Sometimes, she wished she’d died that summer.

CALEB MCCUTCHEON WAS NOT a night owl, but at one o’clock in the morning he was still reading by lamplight, studying the history of the Crow Indian tribe. He was reading a book called Parading Through History by Frederick E. Hoxie, because he felt compelled to learn more about Pony and her boys. He found the book fascinating enough to make a pot of coffee at midnight, turn up the lamp wick and draw an old wool blanket over his lap to thwart the night chill. At 1:00 a.m. he paused to listen to the wild and eerie song of a group of coyotes yipping in the foothills and wondered where the old bull buffalo was, glancing at the window and hoping he wouldn’t see the reflection of the great beast looking back at him.

He didn’t.
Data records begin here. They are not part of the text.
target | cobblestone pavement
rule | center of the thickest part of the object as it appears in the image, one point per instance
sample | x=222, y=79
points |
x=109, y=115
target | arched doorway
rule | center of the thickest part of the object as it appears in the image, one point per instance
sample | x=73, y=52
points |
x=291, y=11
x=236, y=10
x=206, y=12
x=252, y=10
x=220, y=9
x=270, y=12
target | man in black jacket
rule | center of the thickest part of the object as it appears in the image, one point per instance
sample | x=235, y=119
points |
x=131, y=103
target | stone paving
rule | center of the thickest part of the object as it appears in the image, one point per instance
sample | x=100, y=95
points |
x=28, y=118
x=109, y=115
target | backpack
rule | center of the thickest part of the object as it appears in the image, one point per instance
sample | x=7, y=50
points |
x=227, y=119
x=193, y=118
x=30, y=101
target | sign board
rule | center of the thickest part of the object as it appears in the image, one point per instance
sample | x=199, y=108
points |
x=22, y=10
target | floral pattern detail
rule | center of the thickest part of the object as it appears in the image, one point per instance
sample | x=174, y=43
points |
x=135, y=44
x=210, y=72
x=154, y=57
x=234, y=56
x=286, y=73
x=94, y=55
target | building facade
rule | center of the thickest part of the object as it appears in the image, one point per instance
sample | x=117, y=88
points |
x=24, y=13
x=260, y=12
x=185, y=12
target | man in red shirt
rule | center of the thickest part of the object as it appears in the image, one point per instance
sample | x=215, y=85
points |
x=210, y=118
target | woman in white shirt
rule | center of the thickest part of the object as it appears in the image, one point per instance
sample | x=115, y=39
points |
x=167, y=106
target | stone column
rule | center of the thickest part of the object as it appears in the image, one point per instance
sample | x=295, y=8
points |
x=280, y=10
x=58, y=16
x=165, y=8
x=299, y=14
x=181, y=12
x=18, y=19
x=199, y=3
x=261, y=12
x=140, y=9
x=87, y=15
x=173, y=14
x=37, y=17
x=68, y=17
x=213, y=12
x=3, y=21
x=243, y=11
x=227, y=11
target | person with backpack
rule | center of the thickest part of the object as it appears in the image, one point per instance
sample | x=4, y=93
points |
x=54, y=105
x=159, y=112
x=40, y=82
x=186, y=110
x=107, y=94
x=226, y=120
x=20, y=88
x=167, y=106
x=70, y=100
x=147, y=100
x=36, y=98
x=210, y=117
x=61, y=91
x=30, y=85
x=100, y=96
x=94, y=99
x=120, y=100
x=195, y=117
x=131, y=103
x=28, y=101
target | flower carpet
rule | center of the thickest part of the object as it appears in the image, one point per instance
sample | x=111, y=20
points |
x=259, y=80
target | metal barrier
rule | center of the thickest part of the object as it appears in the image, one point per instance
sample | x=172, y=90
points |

He got up, poured himself another cup of coffee and returned to the comfortable chair, the warm blanket and the book. It was 2:00 a.m. before he finally blew out the lamp and went to bed, and a short three hours later he was rolling out from under the warm blankets with a reluctant moan, boiling up a fresh pot of coffee, drinking his first cup on the porch, bare toes curled over the edge of the weathered porch boards, and shivering in the quiet, mist-shrouded dawn.